Forgiveness is like nothing else in the world. It gives and spreads like love in paradise. It’s like the high when you have that twinkle in your eye about someone you met and like; and can’t wait to see again. It’s the beauty in life that continues the more you give it. It’s one of those things that until you truly grasp it, hold it, experience and live it- you can’t possibly understand.
I didn’t get it. I didn’t get that high or love until I learned forgiveness. I had no twinkle in my eye but rather a plank, along with many other things that kept me impoverished. It wasn’t until I learned how to forgive that my life was changed and I was free. Forgiveness is many things and in my first episode of ‘Living in Forgiveness’ I talked about what forgiveness is. Today; I share with you the how it gives you power in the easiest of ways.
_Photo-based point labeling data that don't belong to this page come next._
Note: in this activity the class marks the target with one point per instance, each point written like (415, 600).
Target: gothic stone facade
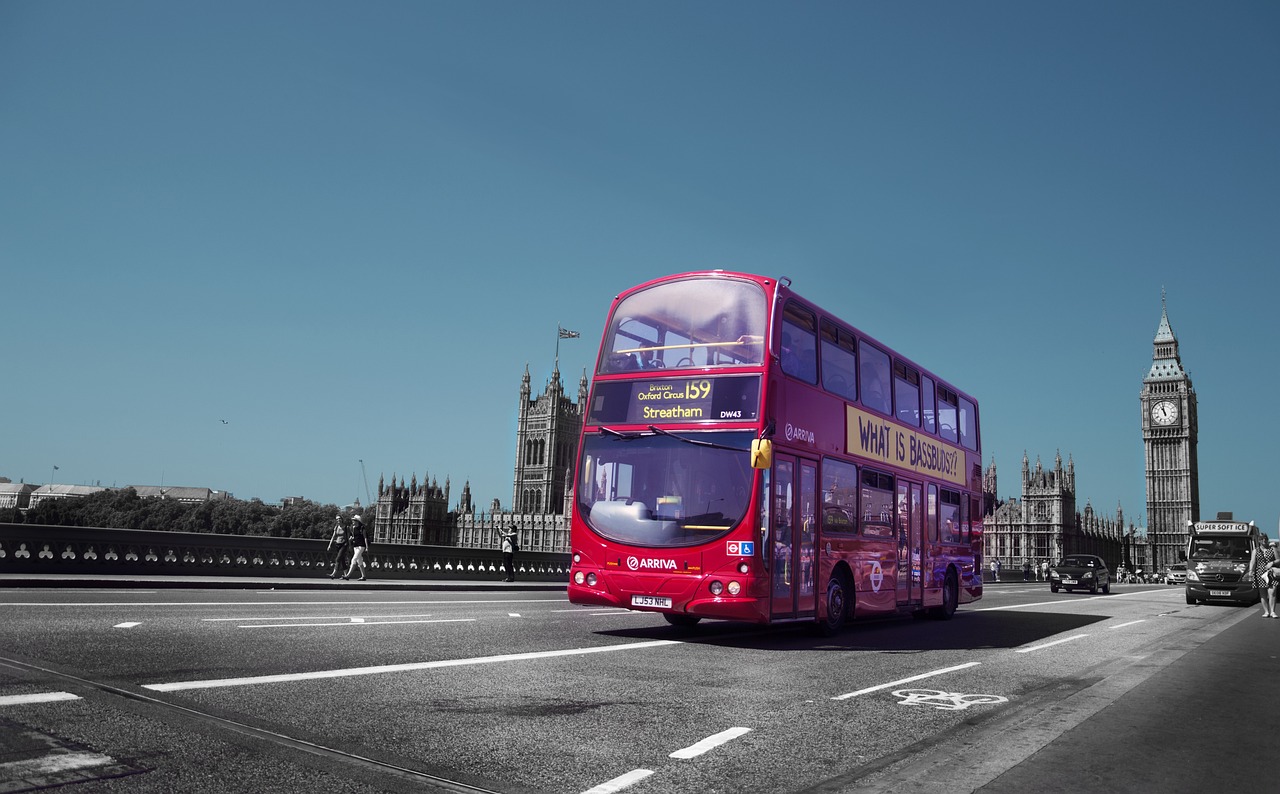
(547, 430)
(1043, 524)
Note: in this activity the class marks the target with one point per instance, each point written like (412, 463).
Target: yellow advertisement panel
(878, 438)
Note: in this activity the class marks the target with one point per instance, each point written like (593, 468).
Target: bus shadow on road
(965, 631)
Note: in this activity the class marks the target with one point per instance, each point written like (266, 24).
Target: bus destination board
(676, 400)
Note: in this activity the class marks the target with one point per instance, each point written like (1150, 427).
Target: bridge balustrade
(33, 548)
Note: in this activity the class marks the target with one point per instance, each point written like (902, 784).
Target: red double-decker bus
(748, 456)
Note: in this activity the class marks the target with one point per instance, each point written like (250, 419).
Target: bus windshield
(688, 323)
(1220, 548)
(664, 489)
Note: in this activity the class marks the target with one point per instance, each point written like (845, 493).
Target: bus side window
(799, 346)
(933, 514)
(874, 374)
(968, 425)
(949, 515)
(931, 423)
(906, 393)
(839, 496)
(947, 411)
(839, 361)
(877, 503)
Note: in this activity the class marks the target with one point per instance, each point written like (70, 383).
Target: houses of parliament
(1043, 523)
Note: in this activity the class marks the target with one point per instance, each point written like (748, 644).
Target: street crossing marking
(1056, 642)
(711, 743)
(914, 678)
(40, 697)
(407, 667)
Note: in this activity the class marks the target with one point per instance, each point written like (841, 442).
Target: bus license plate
(650, 601)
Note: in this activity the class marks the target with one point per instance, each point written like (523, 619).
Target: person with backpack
(359, 547)
(338, 541)
(508, 552)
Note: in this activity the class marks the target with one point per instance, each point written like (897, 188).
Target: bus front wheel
(839, 599)
(950, 598)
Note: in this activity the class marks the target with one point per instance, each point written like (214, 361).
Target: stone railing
(33, 548)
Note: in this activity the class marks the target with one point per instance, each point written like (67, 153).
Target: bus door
(910, 547)
(794, 514)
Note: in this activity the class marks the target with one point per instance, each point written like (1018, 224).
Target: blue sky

1- Forgiveness opens your heart. With an open heart you can accomplish anything! The wounds of the past are no longer in control. You are free indeed.
2- Forgiveness opens your eyes. You will be able to see that people are people and they do what they know. What they don’t know is what can hurt the most. What you don’t know can hurt you too. I didn’t know the truth about my biological mother being told by our case worker that if she didn’t sell me to him for 10k he would make sure she never saw me again. Once I learned that; my eyes were opened. I saw for the truth and it’s the truth that makes us free.
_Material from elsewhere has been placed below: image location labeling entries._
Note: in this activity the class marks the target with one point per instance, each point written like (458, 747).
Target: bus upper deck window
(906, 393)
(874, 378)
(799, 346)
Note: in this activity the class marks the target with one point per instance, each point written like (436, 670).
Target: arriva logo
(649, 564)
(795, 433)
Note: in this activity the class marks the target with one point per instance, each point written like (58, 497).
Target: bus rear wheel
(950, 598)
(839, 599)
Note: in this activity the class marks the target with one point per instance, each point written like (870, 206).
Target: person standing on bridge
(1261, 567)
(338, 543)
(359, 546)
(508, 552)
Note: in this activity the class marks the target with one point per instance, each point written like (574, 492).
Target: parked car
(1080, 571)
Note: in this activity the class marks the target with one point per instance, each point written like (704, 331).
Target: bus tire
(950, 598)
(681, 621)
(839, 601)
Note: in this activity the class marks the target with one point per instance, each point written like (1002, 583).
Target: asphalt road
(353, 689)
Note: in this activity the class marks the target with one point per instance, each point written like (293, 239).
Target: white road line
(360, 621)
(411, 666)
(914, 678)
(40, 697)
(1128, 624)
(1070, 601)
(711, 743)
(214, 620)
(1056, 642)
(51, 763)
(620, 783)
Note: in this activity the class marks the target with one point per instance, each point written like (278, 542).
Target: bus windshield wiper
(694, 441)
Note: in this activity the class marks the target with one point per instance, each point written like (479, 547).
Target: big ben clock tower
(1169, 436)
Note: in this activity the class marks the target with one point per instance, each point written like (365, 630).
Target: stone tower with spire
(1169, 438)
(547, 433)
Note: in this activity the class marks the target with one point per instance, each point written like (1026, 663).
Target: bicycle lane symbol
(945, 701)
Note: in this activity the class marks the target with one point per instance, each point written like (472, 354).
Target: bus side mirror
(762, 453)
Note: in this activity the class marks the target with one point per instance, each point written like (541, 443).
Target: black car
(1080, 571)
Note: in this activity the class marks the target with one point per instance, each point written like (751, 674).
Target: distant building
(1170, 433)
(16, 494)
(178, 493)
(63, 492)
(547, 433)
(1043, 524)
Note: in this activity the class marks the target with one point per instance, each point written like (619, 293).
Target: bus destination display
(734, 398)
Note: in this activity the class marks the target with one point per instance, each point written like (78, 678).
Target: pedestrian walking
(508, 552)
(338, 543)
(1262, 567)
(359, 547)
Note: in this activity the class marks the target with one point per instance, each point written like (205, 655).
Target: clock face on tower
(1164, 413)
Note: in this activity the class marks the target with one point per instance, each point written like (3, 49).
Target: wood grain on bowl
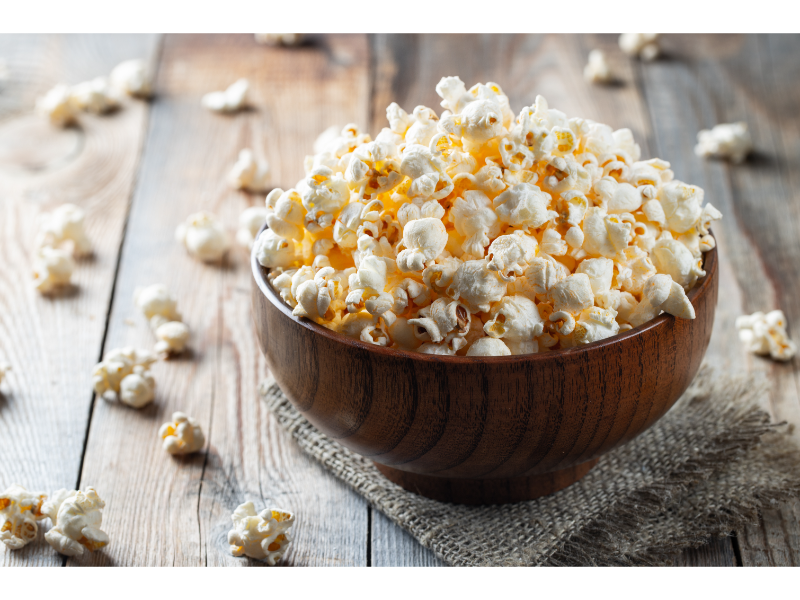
(484, 418)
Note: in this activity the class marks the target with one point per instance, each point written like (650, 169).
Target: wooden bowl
(484, 430)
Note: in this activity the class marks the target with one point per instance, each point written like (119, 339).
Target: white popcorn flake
(52, 270)
(643, 45)
(250, 223)
(231, 100)
(204, 237)
(183, 435)
(65, 226)
(133, 77)
(598, 70)
(96, 96)
(20, 511)
(261, 536)
(280, 39)
(766, 335)
(731, 141)
(124, 375)
(58, 106)
(546, 230)
(77, 517)
(250, 173)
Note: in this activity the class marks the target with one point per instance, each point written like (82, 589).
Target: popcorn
(77, 517)
(543, 231)
(261, 536)
(58, 106)
(133, 78)
(96, 96)
(598, 70)
(249, 173)
(766, 335)
(282, 39)
(124, 375)
(52, 270)
(20, 511)
(250, 223)
(182, 435)
(65, 225)
(643, 45)
(231, 100)
(204, 237)
(731, 141)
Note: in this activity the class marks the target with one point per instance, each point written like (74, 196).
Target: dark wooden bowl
(484, 430)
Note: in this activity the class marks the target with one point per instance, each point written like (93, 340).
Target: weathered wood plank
(53, 343)
(163, 511)
(721, 78)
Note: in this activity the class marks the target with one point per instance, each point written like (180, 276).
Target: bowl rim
(710, 265)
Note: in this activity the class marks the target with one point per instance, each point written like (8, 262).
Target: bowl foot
(479, 492)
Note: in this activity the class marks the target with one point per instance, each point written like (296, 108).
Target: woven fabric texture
(704, 470)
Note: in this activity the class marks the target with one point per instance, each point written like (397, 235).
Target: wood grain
(163, 511)
(53, 343)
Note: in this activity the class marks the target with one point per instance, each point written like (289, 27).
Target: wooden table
(140, 172)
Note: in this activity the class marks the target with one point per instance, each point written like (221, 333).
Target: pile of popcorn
(539, 232)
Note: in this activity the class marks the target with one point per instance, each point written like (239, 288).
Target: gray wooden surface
(142, 170)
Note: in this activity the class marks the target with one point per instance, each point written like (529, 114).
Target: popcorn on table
(77, 517)
(20, 512)
(478, 233)
(250, 173)
(598, 70)
(731, 141)
(275, 39)
(231, 100)
(260, 536)
(182, 435)
(643, 45)
(124, 375)
(204, 237)
(766, 335)
(133, 78)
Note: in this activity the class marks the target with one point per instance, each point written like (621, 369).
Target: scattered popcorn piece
(124, 375)
(59, 106)
(643, 45)
(182, 436)
(231, 100)
(19, 512)
(249, 173)
(489, 347)
(133, 78)
(598, 70)
(731, 141)
(95, 96)
(250, 223)
(204, 237)
(766, 335)
(65, 225)
(545, 231)
(260, 536)
(52, 270)
(284, 39)
(77, 517)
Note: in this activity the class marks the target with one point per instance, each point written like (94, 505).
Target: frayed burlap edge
(739, 467)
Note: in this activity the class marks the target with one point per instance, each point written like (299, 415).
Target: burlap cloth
(704, 470)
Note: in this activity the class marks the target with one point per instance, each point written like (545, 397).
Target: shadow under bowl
(484, 430)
3- Forgiveness puts you in the drivers seat. When you forgive you are disallowing any person and his or her burden to have any impact upon you. You have power unlike any other when you make the choice to forgive.
4- Forgiveness gives you peace. It’s a sickening thought when you realize the person who hurt you is living his or her life in joy all the while you are suffering. There is no peace in suffering; only silent turmoil. When you forgive you have peace. Inner peace. Peace to live and peace to be free. There is power in peace that comes from forgiveness.
5- Forgiveness gives you power to love. People who forgive also know how to love. For love is about forgiveness and forgiveness is about love. Love knows and records no wrongs. When you forgive you wash away the wrongs of others as Jesus has done for you.
There is nothing like peace and joy overflowing through the act of forgiveness. It brightens the day like the birds chirping in the trees to a love song. It’s a dance of love displayed between two people destined to be together who have barely just met. It’s a picture of beauty that we all want to capture and live. It’s in the power of a picture perfect moment waiting for you to create. Go now and forgive and live in the power of your act of forgiveness.